Sixth International Conference on Spoken Language Processing
Pronunciation in spontaneous Mandarin speech tends to be much more variable than in read speech. In current recognition systems, pronunciation dictionaries usually only contain one standard pronunciation for each word, so that the amount of variability that can be modelled is very limited. Most recent research work for modelling variations in spontaneous speech focuses on the lexicon level, which can only solve intra-word variations. Inter-word variations cannot be modelled effectively. Chinese is monosyllabic and has simple syllable structure, giving rise to a high amount of pronunciation variations. In this paper, we propose two methods to model pronunciation variations in spontaneous Mandarin speech. First, we generate probability lexicon to model intra-syllable variations by using DP alignment algorithm between base form and surface strings.
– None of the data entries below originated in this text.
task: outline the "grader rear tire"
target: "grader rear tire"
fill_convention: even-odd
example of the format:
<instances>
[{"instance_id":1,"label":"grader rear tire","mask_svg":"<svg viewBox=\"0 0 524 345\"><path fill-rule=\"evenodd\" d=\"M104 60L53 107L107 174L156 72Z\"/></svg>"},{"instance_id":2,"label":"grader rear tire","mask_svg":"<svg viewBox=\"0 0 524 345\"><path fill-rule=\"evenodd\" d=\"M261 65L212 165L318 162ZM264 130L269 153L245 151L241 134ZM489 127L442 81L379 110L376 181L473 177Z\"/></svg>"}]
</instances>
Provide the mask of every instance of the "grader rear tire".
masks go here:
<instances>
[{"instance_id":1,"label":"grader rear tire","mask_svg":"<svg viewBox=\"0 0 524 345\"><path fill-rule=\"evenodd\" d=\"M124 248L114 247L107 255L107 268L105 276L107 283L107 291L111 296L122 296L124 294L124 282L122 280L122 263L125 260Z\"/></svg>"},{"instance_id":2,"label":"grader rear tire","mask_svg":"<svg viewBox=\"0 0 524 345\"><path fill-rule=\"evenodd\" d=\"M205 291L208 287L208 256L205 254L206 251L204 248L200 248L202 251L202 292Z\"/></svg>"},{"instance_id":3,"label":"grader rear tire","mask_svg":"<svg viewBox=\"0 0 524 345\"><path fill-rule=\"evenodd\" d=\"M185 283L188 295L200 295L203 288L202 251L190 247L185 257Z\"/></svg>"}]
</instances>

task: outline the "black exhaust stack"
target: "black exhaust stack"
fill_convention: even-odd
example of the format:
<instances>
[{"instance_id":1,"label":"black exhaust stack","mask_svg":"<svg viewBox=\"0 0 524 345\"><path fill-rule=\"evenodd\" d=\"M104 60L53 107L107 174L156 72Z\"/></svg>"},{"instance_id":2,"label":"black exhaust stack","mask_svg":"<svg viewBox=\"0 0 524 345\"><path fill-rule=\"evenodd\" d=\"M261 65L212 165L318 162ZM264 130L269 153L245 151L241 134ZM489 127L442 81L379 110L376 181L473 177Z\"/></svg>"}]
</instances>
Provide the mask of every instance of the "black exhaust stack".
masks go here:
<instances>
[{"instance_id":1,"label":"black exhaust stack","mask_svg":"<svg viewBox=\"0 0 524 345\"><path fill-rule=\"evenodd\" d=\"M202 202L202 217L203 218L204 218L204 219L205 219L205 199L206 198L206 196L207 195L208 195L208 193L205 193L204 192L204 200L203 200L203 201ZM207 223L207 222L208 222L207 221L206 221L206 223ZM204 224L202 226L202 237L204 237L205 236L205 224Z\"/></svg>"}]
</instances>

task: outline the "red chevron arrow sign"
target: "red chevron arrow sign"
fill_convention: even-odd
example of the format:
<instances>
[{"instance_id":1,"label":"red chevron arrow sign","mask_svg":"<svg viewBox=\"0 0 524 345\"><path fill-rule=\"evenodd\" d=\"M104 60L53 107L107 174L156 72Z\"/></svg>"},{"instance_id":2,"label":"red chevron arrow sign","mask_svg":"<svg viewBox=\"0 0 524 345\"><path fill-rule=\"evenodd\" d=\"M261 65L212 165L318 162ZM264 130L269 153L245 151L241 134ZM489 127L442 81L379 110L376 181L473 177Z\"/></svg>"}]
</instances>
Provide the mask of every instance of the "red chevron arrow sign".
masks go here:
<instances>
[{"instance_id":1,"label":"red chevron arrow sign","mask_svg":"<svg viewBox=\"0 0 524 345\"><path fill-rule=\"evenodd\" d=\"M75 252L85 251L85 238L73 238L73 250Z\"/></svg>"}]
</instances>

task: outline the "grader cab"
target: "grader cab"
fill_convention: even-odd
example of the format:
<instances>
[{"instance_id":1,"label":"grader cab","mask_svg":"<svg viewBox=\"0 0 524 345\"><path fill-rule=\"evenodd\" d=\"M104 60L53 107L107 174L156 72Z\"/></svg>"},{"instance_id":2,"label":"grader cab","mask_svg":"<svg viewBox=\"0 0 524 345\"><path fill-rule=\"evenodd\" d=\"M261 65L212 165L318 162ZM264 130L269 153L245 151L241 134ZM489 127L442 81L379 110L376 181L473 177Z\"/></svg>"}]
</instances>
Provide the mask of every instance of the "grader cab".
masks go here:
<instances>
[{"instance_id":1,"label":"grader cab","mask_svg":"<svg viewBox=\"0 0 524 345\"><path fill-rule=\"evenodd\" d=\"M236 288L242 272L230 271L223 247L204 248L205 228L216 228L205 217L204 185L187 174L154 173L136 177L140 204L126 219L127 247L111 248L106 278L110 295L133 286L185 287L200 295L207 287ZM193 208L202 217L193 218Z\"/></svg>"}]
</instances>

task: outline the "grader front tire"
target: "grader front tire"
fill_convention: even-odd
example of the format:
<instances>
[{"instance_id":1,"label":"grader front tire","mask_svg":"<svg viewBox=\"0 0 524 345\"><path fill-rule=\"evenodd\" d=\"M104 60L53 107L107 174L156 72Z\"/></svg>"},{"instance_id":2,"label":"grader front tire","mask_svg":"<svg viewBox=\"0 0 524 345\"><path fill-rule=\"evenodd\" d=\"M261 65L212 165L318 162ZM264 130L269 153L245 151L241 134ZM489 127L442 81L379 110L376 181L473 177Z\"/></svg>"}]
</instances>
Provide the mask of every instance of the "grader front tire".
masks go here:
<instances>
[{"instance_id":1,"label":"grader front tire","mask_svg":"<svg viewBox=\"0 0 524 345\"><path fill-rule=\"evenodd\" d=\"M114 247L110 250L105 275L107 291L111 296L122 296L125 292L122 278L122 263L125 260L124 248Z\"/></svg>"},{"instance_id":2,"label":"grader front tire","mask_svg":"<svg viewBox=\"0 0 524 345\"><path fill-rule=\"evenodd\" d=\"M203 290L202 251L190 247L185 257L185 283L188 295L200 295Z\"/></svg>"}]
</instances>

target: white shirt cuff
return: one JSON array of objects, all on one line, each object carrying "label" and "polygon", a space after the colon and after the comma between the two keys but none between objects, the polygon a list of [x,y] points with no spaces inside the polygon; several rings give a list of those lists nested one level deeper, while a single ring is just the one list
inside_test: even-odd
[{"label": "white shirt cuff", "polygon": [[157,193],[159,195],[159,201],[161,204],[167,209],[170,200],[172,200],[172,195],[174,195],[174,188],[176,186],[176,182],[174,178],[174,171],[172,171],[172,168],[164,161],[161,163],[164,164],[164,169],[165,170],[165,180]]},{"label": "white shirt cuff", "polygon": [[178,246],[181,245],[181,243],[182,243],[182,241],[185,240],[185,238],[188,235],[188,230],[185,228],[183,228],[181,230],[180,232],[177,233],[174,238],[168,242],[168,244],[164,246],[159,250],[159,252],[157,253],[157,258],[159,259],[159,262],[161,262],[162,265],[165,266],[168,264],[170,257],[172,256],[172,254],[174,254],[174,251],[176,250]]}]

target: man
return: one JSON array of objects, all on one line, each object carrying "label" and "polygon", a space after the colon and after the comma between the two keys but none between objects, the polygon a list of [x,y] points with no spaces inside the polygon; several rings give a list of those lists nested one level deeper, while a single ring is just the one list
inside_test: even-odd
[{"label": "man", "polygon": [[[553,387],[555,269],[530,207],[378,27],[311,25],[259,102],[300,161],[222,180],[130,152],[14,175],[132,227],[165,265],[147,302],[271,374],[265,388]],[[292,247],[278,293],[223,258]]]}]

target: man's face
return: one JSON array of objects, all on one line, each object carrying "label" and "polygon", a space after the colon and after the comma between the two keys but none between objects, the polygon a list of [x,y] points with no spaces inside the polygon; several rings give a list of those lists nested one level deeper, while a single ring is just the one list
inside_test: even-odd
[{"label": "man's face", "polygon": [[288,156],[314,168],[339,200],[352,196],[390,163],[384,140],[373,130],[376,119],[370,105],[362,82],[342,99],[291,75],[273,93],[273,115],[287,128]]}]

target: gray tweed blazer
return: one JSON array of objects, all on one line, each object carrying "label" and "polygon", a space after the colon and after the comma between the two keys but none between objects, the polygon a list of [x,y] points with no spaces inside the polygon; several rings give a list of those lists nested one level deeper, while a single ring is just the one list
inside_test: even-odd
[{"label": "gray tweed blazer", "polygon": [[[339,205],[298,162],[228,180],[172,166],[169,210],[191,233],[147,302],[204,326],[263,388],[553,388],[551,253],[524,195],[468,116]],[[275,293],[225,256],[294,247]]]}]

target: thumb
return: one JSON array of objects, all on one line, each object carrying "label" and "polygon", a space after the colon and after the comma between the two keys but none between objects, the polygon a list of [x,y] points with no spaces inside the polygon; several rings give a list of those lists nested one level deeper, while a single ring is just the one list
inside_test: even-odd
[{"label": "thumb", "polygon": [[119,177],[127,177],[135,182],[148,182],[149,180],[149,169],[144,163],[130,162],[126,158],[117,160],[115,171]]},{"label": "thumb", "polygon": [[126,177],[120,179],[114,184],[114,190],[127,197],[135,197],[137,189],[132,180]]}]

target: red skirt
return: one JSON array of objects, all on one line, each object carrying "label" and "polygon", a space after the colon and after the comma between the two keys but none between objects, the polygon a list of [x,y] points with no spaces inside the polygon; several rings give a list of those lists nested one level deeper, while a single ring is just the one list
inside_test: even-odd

Second, we integrate variation probability into the decoder to model intra as well as inter-syllable variations. Experimental results show that modelling intra-syllable variation with a probability lexicon reduces syllable error rate by 0.85% (phone error rate reduction of 1.4%) while adding inter-syllable variation in addition reduces syllable error rate significantly by 4.76% (phone error rate reduction of 7.6%) compared to the baseline system.
Bibliographic reference. Liu, Yi / Fung, Pascale (2000): "Modelling pronunciation variations in spontaneous Mandarin speech", In ICSLP-2000, vol.3, 630-633.